Yeah I also eat while riding and use drink mix in my bottles, training rides I don’t fuel as well as races, probably around 50g of carbs per hour while training but while racing more like 60g per hour. Could probably fuel a bit heavier but I’m also only 57kg.

Reading your post, I’m not sure if you aren’t actually asking for pacing advice. In your second post, you wrote you haven’t even done many VO2max workouts, i. e. your current power profile for this season won’t be very useful. I’d look at your power profile in the past. Also, I would not use power profiles that are generated only from workouts, you need all-out efforts over various time lengths. The other component is age: with age, you tend to have more trouble with power spikes.

Overall, if I were you, I’d try to vary your pacing strategy first. It seems like you are going too hard in the beginning of your races and then pay the price with interest, because your body couldn’t cash the checks. Rather than aiming for a spot on the podium, try to improve your placement first. See where your limiters, your strengths and your weaknesses are.

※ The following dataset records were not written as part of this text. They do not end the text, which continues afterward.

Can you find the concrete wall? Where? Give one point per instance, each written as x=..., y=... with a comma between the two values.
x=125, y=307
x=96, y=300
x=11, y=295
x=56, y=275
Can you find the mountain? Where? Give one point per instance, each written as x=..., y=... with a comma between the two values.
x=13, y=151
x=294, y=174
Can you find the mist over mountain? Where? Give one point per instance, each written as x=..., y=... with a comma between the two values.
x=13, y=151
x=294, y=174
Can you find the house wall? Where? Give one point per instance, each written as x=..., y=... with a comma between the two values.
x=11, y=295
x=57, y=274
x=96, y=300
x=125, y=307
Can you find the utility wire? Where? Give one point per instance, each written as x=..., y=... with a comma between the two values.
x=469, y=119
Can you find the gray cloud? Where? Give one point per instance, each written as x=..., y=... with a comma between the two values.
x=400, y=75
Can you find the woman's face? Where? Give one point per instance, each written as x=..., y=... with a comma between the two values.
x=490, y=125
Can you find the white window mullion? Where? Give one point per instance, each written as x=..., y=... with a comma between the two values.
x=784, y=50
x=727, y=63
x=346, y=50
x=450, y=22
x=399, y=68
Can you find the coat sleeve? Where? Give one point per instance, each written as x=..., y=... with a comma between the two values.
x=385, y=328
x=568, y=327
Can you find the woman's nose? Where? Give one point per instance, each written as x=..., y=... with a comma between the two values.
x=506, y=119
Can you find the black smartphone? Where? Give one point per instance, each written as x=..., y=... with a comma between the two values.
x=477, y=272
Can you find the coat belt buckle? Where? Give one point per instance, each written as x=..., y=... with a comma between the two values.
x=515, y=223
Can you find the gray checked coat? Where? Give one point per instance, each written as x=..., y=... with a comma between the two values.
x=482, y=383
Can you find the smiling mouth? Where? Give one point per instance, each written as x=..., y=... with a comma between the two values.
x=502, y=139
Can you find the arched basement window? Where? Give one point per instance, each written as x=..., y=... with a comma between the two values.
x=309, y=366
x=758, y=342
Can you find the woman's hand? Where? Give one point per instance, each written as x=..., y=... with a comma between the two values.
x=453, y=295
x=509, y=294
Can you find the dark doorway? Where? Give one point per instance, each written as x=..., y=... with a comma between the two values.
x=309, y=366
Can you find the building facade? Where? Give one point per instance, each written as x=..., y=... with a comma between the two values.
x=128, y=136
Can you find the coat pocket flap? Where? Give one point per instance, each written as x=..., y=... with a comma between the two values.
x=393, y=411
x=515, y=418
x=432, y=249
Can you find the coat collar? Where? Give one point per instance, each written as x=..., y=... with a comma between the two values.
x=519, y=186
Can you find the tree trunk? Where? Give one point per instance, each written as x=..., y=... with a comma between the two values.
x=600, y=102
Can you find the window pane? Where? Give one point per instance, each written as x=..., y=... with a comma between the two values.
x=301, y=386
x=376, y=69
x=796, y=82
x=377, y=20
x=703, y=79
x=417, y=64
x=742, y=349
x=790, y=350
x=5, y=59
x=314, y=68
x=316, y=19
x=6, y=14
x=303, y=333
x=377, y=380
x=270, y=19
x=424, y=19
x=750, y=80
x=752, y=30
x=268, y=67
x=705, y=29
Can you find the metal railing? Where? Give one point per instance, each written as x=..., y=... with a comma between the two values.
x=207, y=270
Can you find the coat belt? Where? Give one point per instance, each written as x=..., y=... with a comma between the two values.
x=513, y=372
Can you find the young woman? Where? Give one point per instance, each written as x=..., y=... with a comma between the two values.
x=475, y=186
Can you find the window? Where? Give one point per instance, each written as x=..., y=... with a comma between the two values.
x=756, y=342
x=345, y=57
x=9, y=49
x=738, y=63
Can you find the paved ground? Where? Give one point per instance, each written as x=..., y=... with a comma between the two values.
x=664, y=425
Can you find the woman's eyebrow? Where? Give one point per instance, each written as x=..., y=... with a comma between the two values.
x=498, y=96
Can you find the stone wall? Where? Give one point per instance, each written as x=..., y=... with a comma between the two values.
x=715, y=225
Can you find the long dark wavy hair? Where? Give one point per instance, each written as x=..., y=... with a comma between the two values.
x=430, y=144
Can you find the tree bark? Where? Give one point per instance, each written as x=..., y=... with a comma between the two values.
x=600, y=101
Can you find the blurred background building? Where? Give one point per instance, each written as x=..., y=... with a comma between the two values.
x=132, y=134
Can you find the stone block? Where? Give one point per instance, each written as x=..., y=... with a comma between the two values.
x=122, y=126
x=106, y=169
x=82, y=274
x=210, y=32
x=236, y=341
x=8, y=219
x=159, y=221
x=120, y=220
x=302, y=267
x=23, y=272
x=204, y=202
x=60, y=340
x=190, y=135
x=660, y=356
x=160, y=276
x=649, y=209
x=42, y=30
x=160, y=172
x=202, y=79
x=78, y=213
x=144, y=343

It is very easy to claim you are a diesel when you haven’t really trained anything beyond threshold. But maybe you just aren’t trained yet. So I would resist classifying myself and just try things.

The other thing is to take the long view. If you need more aerobic fitness, then I’d work on that. E. g. you could tack on a 30-minute endurance workout once a week to one of your shorter workouts. Don’t overdo it. Consistency is king. (I have the scar tissue to prove that one! :wink:)

Yeah I find without a power meter on any of my bikes, pacing to be pretty tough, go by RPE and HR.
So in drop group rides or races with faster riders I end up with poor pacing, where I need to recover (usually a slightly slower lap in the case of a race) then start doing faster laps but not as fast as the start. I feel like as I have been training and increasing my FTP that recovery time is getting shorter.
In road I have been consistently top 5 this season (Cat C/3), so hard not to go for the win (haven’t won yet). In XC I’ve finished 4th and 7th this season (for XC its not all my fitness but also have been bumping into the limits of my skills that has also kept me off the podium due to mistakes).

As far as not over-doing it, find that tough, when I look at the guys that are faster they are often doubling my volume, whereas I’m trying not to overshoot my TR prescribed volume by too much, so that I don’t ‘fail’ a workout or burn myself out but I’m doing low volume and wonder if I could be doing even more outside to accelerate my fitness gains.